“Bohemian Rhapsody” pays homage to Freddie Mercury

“We need the kind of song teenagers can crank up the volume in their car and bang their heads to. ‘Bohemian Rhapsody’ will never be that song.”

“Bohemian Rhapsody,” which hit theaters Nov. 2, is the inspiring story of Freddie Mercury’s rise to greatness in his time with the rock band “Queen.”

This scene, in which this particular line is credited to comedic actor Mike Meyers who played close-minded record executive Ray Foster in the film, generates a smug look, a slight chuckle and a washing feeling of triumph from every anticipatory “Queen-loving”—or simply “Queen” appreciative—movie-goer in the audience.

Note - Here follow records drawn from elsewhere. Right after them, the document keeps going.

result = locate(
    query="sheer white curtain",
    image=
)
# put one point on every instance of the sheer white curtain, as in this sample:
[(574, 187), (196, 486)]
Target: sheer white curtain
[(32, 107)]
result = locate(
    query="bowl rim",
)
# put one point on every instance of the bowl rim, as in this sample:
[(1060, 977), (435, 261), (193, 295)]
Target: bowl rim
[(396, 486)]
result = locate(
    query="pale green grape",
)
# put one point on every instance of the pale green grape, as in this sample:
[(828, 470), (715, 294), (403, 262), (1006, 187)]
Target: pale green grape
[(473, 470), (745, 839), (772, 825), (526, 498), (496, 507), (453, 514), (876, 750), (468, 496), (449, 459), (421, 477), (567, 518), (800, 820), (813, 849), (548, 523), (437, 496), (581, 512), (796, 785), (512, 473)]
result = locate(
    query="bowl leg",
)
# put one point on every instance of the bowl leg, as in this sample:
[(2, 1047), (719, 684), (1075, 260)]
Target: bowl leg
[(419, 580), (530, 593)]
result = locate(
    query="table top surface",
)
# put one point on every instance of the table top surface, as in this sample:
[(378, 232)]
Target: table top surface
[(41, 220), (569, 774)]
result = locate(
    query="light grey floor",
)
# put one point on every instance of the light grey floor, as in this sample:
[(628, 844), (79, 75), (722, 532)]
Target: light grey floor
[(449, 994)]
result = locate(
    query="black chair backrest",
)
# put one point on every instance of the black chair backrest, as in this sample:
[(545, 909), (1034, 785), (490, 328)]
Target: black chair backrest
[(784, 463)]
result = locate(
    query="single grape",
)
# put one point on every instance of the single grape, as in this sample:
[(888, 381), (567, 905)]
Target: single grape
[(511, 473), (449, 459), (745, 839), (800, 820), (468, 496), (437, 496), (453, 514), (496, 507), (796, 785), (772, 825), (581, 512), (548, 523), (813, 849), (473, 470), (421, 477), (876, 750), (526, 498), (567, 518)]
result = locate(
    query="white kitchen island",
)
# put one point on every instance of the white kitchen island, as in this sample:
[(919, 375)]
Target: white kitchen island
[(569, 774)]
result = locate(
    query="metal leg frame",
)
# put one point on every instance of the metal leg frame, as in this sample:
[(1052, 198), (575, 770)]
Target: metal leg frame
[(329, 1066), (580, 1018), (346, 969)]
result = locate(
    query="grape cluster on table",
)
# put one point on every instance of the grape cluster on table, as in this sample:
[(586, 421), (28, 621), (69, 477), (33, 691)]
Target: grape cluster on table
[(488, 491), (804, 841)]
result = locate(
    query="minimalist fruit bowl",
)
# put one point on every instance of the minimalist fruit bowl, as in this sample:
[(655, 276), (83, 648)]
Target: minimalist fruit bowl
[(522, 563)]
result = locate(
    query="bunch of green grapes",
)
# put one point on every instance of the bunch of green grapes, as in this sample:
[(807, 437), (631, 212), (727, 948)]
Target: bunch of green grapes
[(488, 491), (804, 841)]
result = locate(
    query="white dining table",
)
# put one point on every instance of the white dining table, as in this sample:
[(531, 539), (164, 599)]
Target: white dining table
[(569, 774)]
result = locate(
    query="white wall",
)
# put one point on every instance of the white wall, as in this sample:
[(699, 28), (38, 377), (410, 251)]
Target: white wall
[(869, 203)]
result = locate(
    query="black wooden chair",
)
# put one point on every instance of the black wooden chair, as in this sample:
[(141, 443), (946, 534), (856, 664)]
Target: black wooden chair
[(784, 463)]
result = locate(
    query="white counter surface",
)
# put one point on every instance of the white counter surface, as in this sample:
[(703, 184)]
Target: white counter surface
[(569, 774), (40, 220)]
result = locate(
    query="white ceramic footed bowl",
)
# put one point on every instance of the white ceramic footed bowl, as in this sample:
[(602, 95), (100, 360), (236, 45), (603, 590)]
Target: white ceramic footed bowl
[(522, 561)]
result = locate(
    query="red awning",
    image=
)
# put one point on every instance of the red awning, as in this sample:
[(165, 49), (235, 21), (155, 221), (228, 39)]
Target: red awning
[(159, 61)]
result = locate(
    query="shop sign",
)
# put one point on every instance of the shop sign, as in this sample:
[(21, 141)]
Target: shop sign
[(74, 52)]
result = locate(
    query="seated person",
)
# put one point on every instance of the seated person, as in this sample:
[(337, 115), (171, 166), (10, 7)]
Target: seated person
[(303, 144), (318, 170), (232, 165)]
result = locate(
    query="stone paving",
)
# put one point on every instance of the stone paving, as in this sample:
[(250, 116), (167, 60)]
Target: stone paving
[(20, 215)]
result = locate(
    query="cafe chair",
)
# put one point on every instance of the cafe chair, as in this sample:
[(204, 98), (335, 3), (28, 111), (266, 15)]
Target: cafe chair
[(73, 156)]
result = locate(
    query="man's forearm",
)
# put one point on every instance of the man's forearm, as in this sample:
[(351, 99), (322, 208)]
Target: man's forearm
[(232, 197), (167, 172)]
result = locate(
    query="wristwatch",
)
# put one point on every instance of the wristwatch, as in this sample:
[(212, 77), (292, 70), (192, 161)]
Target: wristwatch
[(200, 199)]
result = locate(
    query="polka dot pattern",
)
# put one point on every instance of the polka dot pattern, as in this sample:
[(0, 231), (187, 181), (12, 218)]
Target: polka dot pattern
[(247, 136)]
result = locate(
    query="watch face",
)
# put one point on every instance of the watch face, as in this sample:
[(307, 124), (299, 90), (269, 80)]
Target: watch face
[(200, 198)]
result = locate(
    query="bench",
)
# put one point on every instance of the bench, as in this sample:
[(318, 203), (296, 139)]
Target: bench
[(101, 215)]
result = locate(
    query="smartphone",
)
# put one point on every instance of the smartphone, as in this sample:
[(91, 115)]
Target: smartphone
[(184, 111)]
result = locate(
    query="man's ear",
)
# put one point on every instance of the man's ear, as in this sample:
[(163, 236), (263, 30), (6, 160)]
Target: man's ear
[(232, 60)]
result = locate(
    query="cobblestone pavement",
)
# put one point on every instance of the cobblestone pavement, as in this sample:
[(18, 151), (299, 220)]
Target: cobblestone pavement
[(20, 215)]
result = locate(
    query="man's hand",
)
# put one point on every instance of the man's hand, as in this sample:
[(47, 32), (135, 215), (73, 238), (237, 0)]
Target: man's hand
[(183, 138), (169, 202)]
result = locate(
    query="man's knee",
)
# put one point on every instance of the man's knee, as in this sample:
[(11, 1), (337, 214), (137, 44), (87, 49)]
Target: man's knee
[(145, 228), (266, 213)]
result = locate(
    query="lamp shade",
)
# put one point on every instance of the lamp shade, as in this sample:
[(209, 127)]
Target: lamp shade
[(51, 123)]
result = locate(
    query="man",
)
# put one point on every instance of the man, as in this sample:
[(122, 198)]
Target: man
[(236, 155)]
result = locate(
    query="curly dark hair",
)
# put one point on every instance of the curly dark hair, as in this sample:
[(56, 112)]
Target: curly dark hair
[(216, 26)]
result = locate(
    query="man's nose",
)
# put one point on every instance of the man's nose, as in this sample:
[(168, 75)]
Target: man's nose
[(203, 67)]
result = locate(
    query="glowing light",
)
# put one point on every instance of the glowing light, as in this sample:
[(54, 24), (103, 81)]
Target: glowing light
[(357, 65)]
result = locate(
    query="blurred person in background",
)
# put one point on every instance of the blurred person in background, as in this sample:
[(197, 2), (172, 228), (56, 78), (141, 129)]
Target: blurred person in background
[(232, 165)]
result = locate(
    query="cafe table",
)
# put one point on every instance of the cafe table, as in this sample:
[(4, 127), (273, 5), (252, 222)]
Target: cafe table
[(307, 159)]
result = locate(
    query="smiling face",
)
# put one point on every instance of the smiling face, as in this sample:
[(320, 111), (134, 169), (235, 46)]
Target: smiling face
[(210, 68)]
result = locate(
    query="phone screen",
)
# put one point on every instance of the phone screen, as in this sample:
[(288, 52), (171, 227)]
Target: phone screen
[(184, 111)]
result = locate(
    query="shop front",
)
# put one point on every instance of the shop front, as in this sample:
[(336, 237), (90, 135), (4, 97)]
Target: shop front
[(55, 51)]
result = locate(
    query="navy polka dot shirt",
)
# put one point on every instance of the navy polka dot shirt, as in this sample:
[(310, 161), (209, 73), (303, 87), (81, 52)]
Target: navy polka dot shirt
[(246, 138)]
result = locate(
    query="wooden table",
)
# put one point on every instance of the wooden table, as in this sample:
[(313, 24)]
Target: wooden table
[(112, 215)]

Though this line is also an ironic nod to a famous scene from the comedy film Wayne’s World, in which Meyers and fellow former SNL cast member Dana Carvey excellently rock out to “Bohemian Rhapsody” in the early 90s, Foster’s denouncement of “Queen” and the band’s confident retort carries the essence of what eager fans wanted to see in the film; the legendary rock group enacting upon their reputation for defying the norm, continuing to succeed despite the ridicule surrounding them, and doing all of it with an untouchable confidence.

“Bohemian Rhapsody” would go on to become one of the greatest rock songs of all time, and teenagers around the world today know every word, note, sound effect and “Galileo” sung.

After the trailer was openly released, the possibilities for this film turned heads. In it, the public first saw Rami Malek as Freddie Mercury, an already visually stunning prospect, and this, combined with a punchy mash-up of “Queen’s” greatest hits playing in the background, made for an exciting wait for what was to come.

In its opening weekend, the film hit $50 million in domestic ticket sales, a fairly decent quota considering the film’s budget of $52 million.

The critical conversation surrounding the film is fairly disappointing, likely due in part to the nearly uncontested hype for the film’s release that left the actual moviegoers’ experience feel like something was missing.

In fact, there were many details left out from the film. Important information is rushed frequently throughout the movie; album names are completely left out, the ideas and processes behind the creation of many famous hits are excluded, Mercury’s familial drama is hardly relevant to the narrative, his childhood is hardly mentioned at all—the list goes on.

Only so much of a man’s life can be packed into two hours and 15 minutes, and Freddie Mercury was no ordinary man.

Though many specifics are disregarded, the film remains centered in its focus; to honor his legacy. A lot of time in the film is dedicated to humanizing Mercury’s experience from being a baggage handler at Heathrow Airport in Longford, England to becoming one of the greatest rock artists of all time—and Malek was the perfect man to carry out this task.

The Mr. Robot actor is successful in capturing a powerful mix between the glamour and vulnerability that complicated Mercury’s life of stardom. The inclusion of Mercury’s history with “Love of my Life” muse Mary Austin, played by Lucy Boynton, plays a huge factor in this undertaking and was a necessary inclusion to begin the conversation of Mercury’s struggles with sexuality, trust and sense of self.

Though Malek clearly shines, his fellow actors in the film also act with finesse. Any Google search of side-by-side photos of the actors and the figures they’re portraying reveals the film’s success in casting on a physical level—actor Gwilym Lee is nearly indistinguishable as lead guitarist Brian May and Malek’s false teeth craft him into a captivating Mercury—but the actors’ performances extend appearance.

The band’s familial bond, something not often portrayed in any movie regarding rock and roll, is an important aspect captured by not only the script but also the chemistry between the actors. The band members share jokes, fights and tears throughout the film, and the audience is fully immersed in all of it.

The film ends with a true-to-story reenactment of “Queen’s” 1985 Live Aid concert performance which is raw, powerful and will leave you rushing home to search YouTube for the real thing.

The reveal of Mercury’s contraction of the HIV virus precedes this scene. This heartbreaking knowledge, combined with the myriad of loss and triumph which has led to this moment—in the film and in the band’s reality—makes for a complicated feeling of accomplishment and loss in the audience’s heart.

The film ends not with Mercury’s tragic end, but with one of the grandest performances in music history; a perfectly fitting bow tied atop the gift that is this biopic.

Though hours of film could be dedicated to retelling the entirety of Mercury’s life, “Bohemian Rhapsody” provides a rounded glimpse into the legend that is Freddie Mercury.